Salah satu rekomendasi ILO adalah pemanfaatan teknologi digital. Untuk itu perlu pelatihan dan peningkatan kapasitas sumber daya manusia. Disrupsi akibat kehadiran teknologi digital dialami seluruh dunia. Negara-negara kaya anggota Organisasi Kerja Sama Pembangunan Ekonomi (OECD) memberi perhatian pada penguasaan teknologi digital, terutama bagi perempuan yang masih tertinggal.

Teknologi digital seperti pedang bermata dua. Pada satu sisi, teknologi ini meningkatkan produktivitas dengan mempermudah dan memperluas keterhubungan, mempercepat pekerjaan pengarsipan, pencarian data, dan banyak lagi. Pada sisi lain, teknologi digital mengubah banyak hal, mulai dari cara berkomunikasi hingga model bisnis.

Ke depan, teknologi digital membuka banyak lapangan pekerjaan baru, sekaligus menggantikan pekerjaan manusia melalui penggunaan robot dan otomasi. Laporan ILO 2016 tentang transformasi di ASEAN memprediksi, dalam dua dekade ke depan, 56 persen lapangan kerja atau sekitar 60 juta pekerjaan oleh orang akan digantikan otomasi.

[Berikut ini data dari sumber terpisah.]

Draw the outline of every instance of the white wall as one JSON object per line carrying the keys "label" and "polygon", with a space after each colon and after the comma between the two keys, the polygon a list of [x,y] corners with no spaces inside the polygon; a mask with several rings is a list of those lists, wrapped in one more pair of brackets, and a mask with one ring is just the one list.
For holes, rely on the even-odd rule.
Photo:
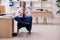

Lapangan kerja yang termasuk paling terpengaruh adalah tukang kebun, penjual di toko, pekerja administrasi kantor, dan tukang jahit. Sektor yang akan sangat tergeser otomasi adalah konstruksi dan eceran. Otomotif serta tekstil dan produk tekstil (TPT) juga terpengaruh, terutama pekerjaan dengan keterampilan rendah hingga sedang. Perempuan pekerja sektor TPT paling berisiko tergeser otomasi. Jumlah perempuan di sektor ini 60 persen.

Prediksi tentang disrupsi akibat teknologi digital mengingatkan agar penguasaan SDM akan teknologi digital sudah harus terjadi, tidak dapat lagi hanya berwacana. Saat ini, separuh tenaga kerja kita berpendidikan SMP ke bawah. Namun, pertama-tama, Indonesia harus memiliki arah, strategi, dan kebijakan pengembangan tenaga kerja menuju industrialisasi yang jelas dan konsisten.

Industri yang dibutuhkan, setidaknya hingga dua dekade ke depan, adalah sektor manufaktur dan berjalan seiring dengan industri teknologi dan informasi berbasis digital. Perhatian khusus juga perlu diberikan pada industri pangan dan pertanian serta ekonomi kreatif nondigital.